Speaking on the ‘Innovating with Scott Amyx Show’ – named one of Forbes’ essential tech podcasts – Eric began by sharing how a background working for companies, including Nanomagnetics and Cambridge Display Technologies, had driven his passion for material sciences, and magnetic solutions in particular.
“Those experiences prepared me in a way that when I was approached to be the CEO at Endomag, [in 2010] I was really excited to go from a stable job at a multinational group to being the sole employee at a company and industry I didn’t know much about!”
Upon joining the team at Endomag, Eric and the company founders set out exploring the main challenges facing breast surgeons in their every day practices. They spoke with surgeons and radiologists across the UK and US to understand where the care pathway could be improved.
Initially they were told of the issues with staging breast cancer in the axilla, with the outdated method of axillary lymph node dissection still commonplace just over ten years ago – a method which involved removing a vastly excessive amount of lymph nodes to initially analyse if the cancer has spread.
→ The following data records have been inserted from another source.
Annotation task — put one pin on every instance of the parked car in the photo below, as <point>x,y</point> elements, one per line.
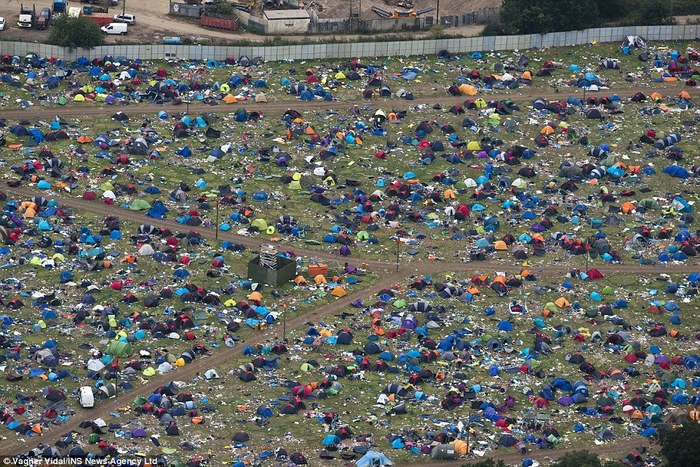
<point>125,18</point>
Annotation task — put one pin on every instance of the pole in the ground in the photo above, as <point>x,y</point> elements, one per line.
<point>216,234</point>
<point>398,252</point>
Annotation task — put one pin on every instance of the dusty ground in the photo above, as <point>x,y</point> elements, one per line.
<point>152,23</point>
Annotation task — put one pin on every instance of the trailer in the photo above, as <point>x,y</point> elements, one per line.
<point>27,17</point>
<point>99,15</point>
<point>211,20</point>
<point>60,7</point>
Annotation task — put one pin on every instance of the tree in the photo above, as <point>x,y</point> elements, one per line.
<point>579,459</point>
<point>681,444</point>
<point>543,16</point>
<point>74,32</point>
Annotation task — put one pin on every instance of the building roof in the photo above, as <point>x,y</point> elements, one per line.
<point>286,14</point>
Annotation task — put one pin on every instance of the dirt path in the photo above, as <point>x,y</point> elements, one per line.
<point>388,278</point>
<point>389,275</point>
<point>153,23</point>
<point>520,95</point>
<point>542,456</point>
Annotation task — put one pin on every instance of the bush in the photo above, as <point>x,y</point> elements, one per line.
<point>75,32</point>
<point>680,444</point>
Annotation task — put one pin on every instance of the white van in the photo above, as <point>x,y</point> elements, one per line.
<point>87,398</point>
<point>115,28</point>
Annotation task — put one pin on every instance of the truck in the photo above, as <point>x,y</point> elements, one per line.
<point>60,7</point>
<point>43,21</point>
<point>98,15</point>
<point>217,21</point>
<point>26,17</point>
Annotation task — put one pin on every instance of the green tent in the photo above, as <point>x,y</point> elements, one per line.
<point>140,205</point>
<point>118,349</point>
<point>106,186</point>
<point>260,224</point>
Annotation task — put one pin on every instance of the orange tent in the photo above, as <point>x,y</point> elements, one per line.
<point>500,245</point>
<point>627,207</point>
<point>501,279</point>
<point>257,296</point>
<point>467,89</point>
<point>299,280</point>
<point>338,292</point>
<point>319,280</point>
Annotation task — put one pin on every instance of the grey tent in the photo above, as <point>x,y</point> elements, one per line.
<point>444,452</point>
<point>634,41</point>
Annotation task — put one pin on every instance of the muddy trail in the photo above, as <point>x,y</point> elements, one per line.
<point>520,95</point>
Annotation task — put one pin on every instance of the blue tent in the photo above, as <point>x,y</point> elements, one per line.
<point>676,171</point>
<point>331,440</point>
<point>373,459</point>
<point>505,325</point>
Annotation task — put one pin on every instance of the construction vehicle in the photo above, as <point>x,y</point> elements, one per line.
<point>26,17</point>
<point>43,21</point>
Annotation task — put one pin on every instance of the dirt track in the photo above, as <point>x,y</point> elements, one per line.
<point>446,101</point>
<point>389,276</point>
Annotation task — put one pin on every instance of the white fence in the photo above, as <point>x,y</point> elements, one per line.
<point>358,49</point>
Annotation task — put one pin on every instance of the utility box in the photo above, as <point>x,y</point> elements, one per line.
<point>269,268</point>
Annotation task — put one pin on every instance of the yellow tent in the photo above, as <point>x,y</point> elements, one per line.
<point>320,279</point>
<point>338,292</point>
<point>467,89</point>
<point>257,296</point>
<point>461,447</point>
<point>299,280</point>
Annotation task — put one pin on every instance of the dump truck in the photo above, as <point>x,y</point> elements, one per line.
<point>27,17</point>
<point>212,20</point>
<point>98,14</point>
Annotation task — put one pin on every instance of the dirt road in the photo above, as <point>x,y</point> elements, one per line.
<point>389,278</point>
<point>153,23</point>
<point>524,95</point>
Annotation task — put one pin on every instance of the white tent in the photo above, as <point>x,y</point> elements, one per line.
<point>146,250</point>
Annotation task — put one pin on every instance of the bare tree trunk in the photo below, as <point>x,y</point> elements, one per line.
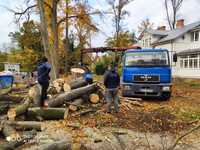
<point>45,39</point>
<point>43,28</point>
<point>67,35</point>
<point>55,41</point>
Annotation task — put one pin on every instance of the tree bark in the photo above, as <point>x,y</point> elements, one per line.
<point>60,99</point>
<point>20,109</point>
<point>9,133</point>
<point>74,105</point>
<point>15,99</point>
<point>94,98</point>
<point>46,113</point>
<point>55,145</point>
<point>14,144</point>
<point>77,84</point>
<point>26,125</point>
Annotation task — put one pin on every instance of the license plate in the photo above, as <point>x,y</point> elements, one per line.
<point>146,90</point>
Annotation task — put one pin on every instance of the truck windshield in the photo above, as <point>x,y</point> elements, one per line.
<point>146,59</point>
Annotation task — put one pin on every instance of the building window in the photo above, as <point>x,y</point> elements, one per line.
<point>195,36</point>
<point>190,61</point>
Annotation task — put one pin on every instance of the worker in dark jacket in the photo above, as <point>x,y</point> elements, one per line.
<point>112,82</point>
<point>43,70</point>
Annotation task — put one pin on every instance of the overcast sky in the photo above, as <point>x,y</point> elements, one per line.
<point>138,10</point>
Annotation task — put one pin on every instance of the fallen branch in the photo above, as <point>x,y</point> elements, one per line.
<point>26,125</point>
<point>46,113</point>
<point>20,109</point>
<point>12,145</point>
<point>67,96</point>
<point>83,112</point>
<point>182,136</point>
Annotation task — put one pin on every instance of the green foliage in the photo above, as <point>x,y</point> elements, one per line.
<point>29,36</point>
<point>3,58</point>
<point>30,46</point>
<point>27,58</point>
<point>100,68</point>
<point>125,39</point>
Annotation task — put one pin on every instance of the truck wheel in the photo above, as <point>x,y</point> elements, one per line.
<point>165,96</point>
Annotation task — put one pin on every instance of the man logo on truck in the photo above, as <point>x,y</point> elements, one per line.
<point>146,73</point>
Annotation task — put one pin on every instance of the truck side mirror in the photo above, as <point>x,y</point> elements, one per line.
<point>175,57</point>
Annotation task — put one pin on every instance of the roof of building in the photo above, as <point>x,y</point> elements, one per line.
<point>158,32</point>
<point>189,51</point>
<point>173,34</point>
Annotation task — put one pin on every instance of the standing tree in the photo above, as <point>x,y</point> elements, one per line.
<point>119,14</point>
<point>172,8</point>
<point>144,25</point>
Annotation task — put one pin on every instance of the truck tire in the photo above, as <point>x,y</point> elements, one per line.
<point>166,96</point>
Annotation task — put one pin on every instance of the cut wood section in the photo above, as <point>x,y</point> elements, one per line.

Fortunately, emerging research had identified a less invasive procedure – sentinel lymph node biopsy – where only the most likely nodes to contain a migrating cancer would be removed and analysed.
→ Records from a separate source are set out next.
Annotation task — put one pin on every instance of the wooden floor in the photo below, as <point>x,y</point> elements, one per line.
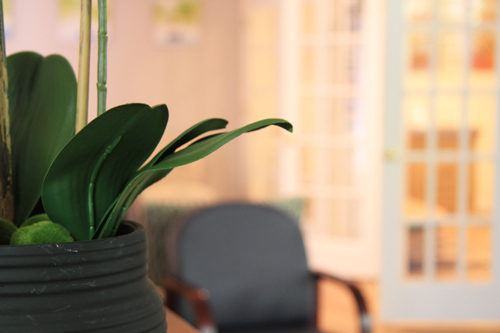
<point>339,314</point>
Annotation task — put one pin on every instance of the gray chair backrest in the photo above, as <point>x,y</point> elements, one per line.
<point>251,259</point>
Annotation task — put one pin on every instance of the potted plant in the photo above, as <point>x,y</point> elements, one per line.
<point>69,263</point>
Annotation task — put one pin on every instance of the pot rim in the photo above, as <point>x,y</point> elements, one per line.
<point>134,232</point>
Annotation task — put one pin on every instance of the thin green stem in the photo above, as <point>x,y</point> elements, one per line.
<point>6,187</point>
<point>102,57</point>
<point>82,100</point>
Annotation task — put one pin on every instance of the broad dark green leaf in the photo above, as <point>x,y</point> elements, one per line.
<point>94,167</point>
<point>109,225</point>
<point>42,103</point>
<point>167,160</point>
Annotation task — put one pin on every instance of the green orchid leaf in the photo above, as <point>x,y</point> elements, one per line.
<point>42,104</point>
<point>93,168</point>
<point>166,162</point>
<point>139,183</point>
<point>206,146</point>
<point>190,134</point>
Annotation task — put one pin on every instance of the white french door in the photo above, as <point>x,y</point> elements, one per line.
<point>326,90</point>
<point>441,235</point>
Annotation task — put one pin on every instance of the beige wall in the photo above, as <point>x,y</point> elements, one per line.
<point>196,82</point>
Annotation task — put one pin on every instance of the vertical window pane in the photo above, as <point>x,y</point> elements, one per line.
<point>481,185</point>
<point>446,252</point>
<point>308,65</point>
<point>308,17</point>
<point>484,11</point>
<point>448,119</point>
<point>342,171</point>
<point>418,60</point>
<point>415,203</point>
<point>416,118</point>
<point>447,188</point>
<point>418,11</point>
<point>308,159</point>
<point>344,214</point>
<point>341,118</point>
<point>482,120</point>
<point>451,11</point>
<point>308,113</point>
<point>415,252</point>
<point>450,59</point>
<point>483,55</point>
<point>479,254</point>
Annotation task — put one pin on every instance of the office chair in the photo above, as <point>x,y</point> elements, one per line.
<point>241,267</point>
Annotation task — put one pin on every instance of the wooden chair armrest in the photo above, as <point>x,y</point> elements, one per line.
<point>364,317</point>
<point>198,299</point>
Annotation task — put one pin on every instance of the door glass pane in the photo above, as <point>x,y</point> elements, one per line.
<point>447,188</point>
<point>450,59</point>
<point>308,120</point>
<point>341,62</point>
<point>418,58</point>
<point>308,160</point>
<point>308,17</point>
<point>341,120</point>
<point>308,65</point>
<point>446,252</point>
<point>448,118</point>
<point>451,11</point>
<point>415,252</point>
<point>481,184</point>
<point>345,214</point>
<point>484,11</point>
<point>416,118</point>
<point>482,120</point>
<point>483,64</point>
<point>415,203</point>
<point>479,253</point>
<point>418,11</point>
<point>342,169</point>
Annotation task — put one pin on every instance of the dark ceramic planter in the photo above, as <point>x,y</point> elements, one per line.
<point>90,286</point>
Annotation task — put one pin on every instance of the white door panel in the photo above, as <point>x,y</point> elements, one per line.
<point>441,241</point>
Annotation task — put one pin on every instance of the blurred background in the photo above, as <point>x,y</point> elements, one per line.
<point>392,167</point>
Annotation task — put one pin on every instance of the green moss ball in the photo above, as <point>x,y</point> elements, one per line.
<point>35,219</point>
<point>7,228</point>
<point>44,232</point>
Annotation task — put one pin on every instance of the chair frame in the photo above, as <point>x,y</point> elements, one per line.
<point>199,300</point>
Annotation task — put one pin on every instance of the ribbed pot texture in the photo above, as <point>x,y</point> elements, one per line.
<point>88,286</point>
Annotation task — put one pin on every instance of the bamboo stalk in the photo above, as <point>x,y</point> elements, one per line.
<point>82,100</point>
<point>6,186</point>
<point>102,57</point>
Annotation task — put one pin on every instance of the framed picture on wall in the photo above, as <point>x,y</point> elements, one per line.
<point>177,22</point>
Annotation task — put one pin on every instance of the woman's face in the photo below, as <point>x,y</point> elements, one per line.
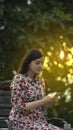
<point>36,65</point>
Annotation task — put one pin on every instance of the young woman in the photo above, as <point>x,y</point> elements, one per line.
<point>27,96</point>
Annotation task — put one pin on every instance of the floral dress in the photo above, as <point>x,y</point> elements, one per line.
<point>25,90</point>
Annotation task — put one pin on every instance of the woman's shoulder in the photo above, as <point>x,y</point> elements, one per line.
<point>18,76</point>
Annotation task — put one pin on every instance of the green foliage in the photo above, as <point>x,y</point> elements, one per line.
<point>38,24</point>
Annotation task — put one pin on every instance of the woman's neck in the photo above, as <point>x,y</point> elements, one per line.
<point>31,74</point>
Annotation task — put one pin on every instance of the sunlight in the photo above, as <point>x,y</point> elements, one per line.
<point>62,55</point>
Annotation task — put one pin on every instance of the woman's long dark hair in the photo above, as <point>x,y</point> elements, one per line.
<point>26,60</point>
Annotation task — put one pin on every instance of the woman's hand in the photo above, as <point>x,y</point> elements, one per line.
<point>49,100</point>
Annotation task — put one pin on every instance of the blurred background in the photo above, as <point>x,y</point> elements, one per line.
<point>48,26</point>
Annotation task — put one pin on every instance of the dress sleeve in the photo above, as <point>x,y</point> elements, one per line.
<point>18,93</point>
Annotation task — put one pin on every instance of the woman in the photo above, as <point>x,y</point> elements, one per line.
<point>27,96</point>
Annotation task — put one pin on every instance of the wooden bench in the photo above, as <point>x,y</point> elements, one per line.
<point>5,107</point>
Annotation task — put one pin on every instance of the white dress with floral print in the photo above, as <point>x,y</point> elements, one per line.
<point>24,90</point>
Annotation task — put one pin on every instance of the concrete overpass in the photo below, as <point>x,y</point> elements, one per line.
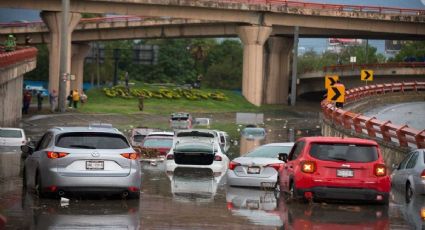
<point>350,75</point>
<point>255,24</point>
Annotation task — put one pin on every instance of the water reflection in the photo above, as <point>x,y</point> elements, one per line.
<point>258,206</point>
<point>194,184</point>
<point>412,212</point>
<point>81,214</point>
<point>333,216</point>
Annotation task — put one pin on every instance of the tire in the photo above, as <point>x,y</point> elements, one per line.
<point>409,192</point>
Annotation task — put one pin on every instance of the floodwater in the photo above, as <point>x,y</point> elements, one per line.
<point>195,199</point>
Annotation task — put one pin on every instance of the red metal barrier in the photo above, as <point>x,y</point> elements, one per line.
<point>371,126</point>
<point>21,54</point>
<point>334,68</point>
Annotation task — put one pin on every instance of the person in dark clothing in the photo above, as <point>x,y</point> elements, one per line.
<point>39,100</point>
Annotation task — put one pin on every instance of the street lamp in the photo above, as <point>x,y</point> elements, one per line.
<point>117,54</point>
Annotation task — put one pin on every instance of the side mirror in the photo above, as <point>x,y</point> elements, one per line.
<point>283,157</point>
<point>26,149</point>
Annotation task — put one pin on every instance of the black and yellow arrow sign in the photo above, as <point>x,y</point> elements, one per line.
<point>366,75</point>
<point>330,80</point>
<point>336,93</point>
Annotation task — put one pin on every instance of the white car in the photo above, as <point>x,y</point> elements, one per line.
<point>12,137</point>
<point>260,167</point>
<point>196,149</point>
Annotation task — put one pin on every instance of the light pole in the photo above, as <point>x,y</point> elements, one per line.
<point>63,71</point>
<point>117,54</point>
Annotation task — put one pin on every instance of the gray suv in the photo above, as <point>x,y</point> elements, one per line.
<point>82,159</point>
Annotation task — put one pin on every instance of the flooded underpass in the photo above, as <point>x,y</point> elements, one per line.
<point>194,198</point>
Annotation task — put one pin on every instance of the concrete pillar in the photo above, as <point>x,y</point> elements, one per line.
<point>53,22</point>
<point>253,38</point>
<point>277,80</point>
<point>79,53</point>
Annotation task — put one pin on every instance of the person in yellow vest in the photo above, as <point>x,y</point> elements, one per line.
<point>75,98</point>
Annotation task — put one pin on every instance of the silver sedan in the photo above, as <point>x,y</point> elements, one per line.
<point>258,168</point>
<point>88,159</point>
<point>409,175</point>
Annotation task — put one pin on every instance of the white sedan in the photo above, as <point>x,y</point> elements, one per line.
<point>258,168</point>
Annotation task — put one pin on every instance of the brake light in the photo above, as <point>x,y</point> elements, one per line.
<point>55,155</point>
<point>131,156</point>
<point>308,166</point>
<point>232,165</point>
<point>277,166</point>
<point>218,158</point>
<point>380,170</point>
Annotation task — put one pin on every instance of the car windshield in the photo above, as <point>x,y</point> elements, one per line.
<point>10,133</point>
<point>158,143</point>
<point>138,138</point>
<point>92,141</point>
<point>269,151</point>
<point>344,152</point>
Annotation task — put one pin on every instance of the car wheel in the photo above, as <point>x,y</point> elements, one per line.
<point>409,192</point>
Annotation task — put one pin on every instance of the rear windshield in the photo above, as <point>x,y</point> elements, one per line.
<point>8,133</point>
<point>92,141</point>
<point>269,151</point>
<point>344,152</point>
<point>157,143</point>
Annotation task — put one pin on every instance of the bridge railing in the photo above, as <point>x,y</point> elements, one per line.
<point>21,54</point>
<point>333,68</point>
<point>374,128</point>
<point>337,7</point>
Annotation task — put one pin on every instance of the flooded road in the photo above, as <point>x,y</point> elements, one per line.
<point>195,199</point>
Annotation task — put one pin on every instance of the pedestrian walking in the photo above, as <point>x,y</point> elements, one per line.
<point>26,101</point>
<point>53,99</point>
<point>69,99</point>
<point>83,98</point>
<point>39,100</point>
<point>75,98</point>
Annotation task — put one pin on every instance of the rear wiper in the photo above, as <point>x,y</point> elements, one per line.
<point>338,158</point>
<point>83,146</point>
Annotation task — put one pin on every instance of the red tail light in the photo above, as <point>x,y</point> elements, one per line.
<point>55,155</point>
<point>308,166</point>
<point>276,166</point>
<point>131,156</point>
<point>380,170</point>
<point>232,165</point>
This was most commonly performed with the use of Technetium-99 and blue dye, however both of these had their drawbacks.
“You had to do the injection pretty closely timed to surgery, otherwise the signal in the nodes you’re looking for with a geiger counter disappears. Magtrace solves a number of the problems – it gets rid of nuclear medicine, decreases patient radioactive exposure and decouples when the injection and surgery happen.”
With adoption of Magtrace® rapidly growing around the world, Eric explained how the ever-growing Endomag team were keen to explore other ways in which they could improve the options available to patients.
So they returned to operating rooms to hear more from surgeons and radiologists and found that there was a common theme around the removal of tumors.
"They said 'we're still using wires - can't you make something better that's magnetic?"
The guidewire technique for removing tumors had been in existence for over 50 years and involved placing a hook in the site of the cancer, attached to a wire that protruded from the skin. Drawbacks to this include potential risk of infection, issues with patient scheduling and wire migration from the cancer site amongst many others.
In comparison, Eric explained how Magseed® had been created to achieve more accurate placement, no migration and flexibility in when the seed could be placed for breast care teams. Introduced in 2016, over 70,000 women worldwide have now received a better standard of breast cancer care with Magseed®.
Finally, Eric was asked about the key learnings he’d experienced throughout his time at the helm of Endomag. Among many major challenges, he told Scott how the complexities of bringing a medical device to market had taken him by surprise but provided him with a great understanding and respect for the regulatory process.
He also explained how the collaboration with industry had been something he had not encountered previously but had played a pivotal role in making products that serve the needs of both physicians and their patients.
“It’s about understanding what the customers need and then building the technology to address that problem.”
So what would Eric’s advice be to other leaders looking to grow their companies and continue to remain relevant in a fast-changing world?
"I've learnt that there's value in not being the smartest person in the room, but being the person who asks the right questions."